A Bitcoin ETF would elicit more than $14 billion of investment inflows within its first year on the market and nearly $40 billion by the end of the third year, according to Galaxy Digital, a crypto management and research firm.

Standard Chartered Bank, a U.K.-based lender, offered a more bullish assessment, saying the financial instrument could induce as much as $100 billion worth of inflows by the end of this year, crypto outlet CoinDesk reported on Tuesday.

Under such a scenario, the price of Bitcoin could reach near $200,000 by the end of 2025, more than quadrupling the current value of the crypto coin, Standard Chartered Bank said, according to CoinDesk.

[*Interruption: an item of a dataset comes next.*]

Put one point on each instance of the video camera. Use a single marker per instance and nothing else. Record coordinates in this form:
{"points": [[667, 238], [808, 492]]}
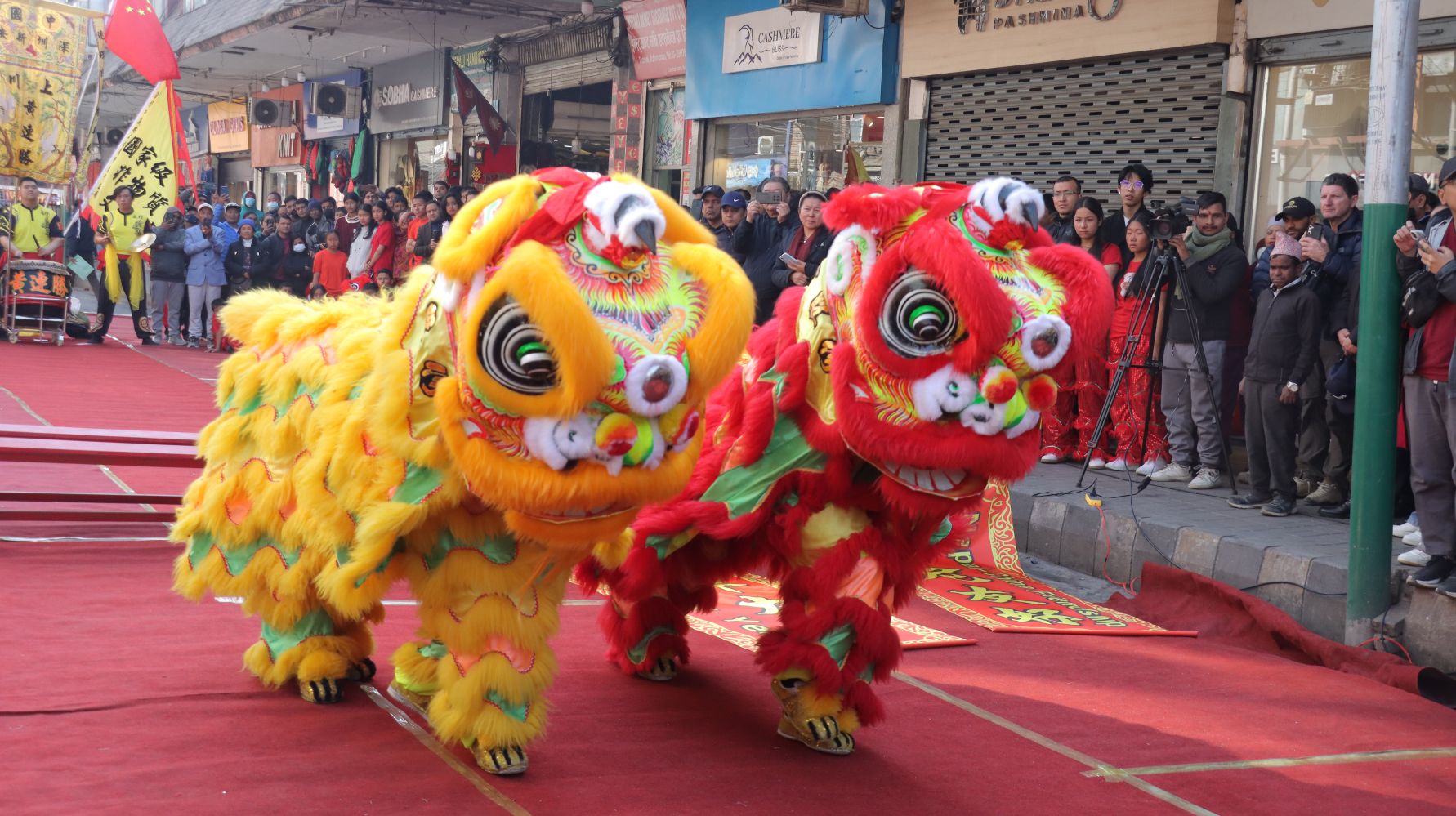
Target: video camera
{"points": [[1172, 221]]}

The price of Bitcoin has jumped nearly 70% over the past six months, in part due to anticipation of a surge if the Bitcoin ETF gains approval.

Critics of the financial instrument, however, say it could wreak significant damage to investors due to the volatility of Bitcoin as well as its potential use in illicit activities.

Dennis Kelleher, the CEO of nonprofit transparency group Better Markets, co-authored a letter to an SEC official last week warning of significant risk posed by the pending approval.

“It would be a grave if not historic mistake almost certainly leading to massive investor harm if the SEC approves the pending rule changes,” Kelleher wrote.

He added, “The massive and unrelenting fraud and manipulation in the bitcoin market means that approving these products would expose those investors to the very harms that the SEC exists to prevent.”

Why does this matter?

The crypto industry entered this year bruised after a series of high-profile collapses and company scandals.

Sam Bankman-Fried, formerly one of the industry’s most prominent figures, could serve decades in prison after he was convicted on fraud charges in a federal trial. Changpeng Zhao, the founder and former CEO of major cryptocurrency exchange Binance, faces a jail sentence of up to 18 months after he pleaded guilty to federal charges of money laundering.

Government approval for a Bitcoin ETF injects a much-needed jolt of good news for the ailing sector. But, as some critics fear, the financial product could widen the reach of crypto and pose further risk.

“We believe retail investors should wait to see whether these products can garner enough traction to see the light of day — let alone see convincing performance,” Manan Agarwal and Sabeeh Ashhar, analysts with financial services firm Morningstar, wrote in August.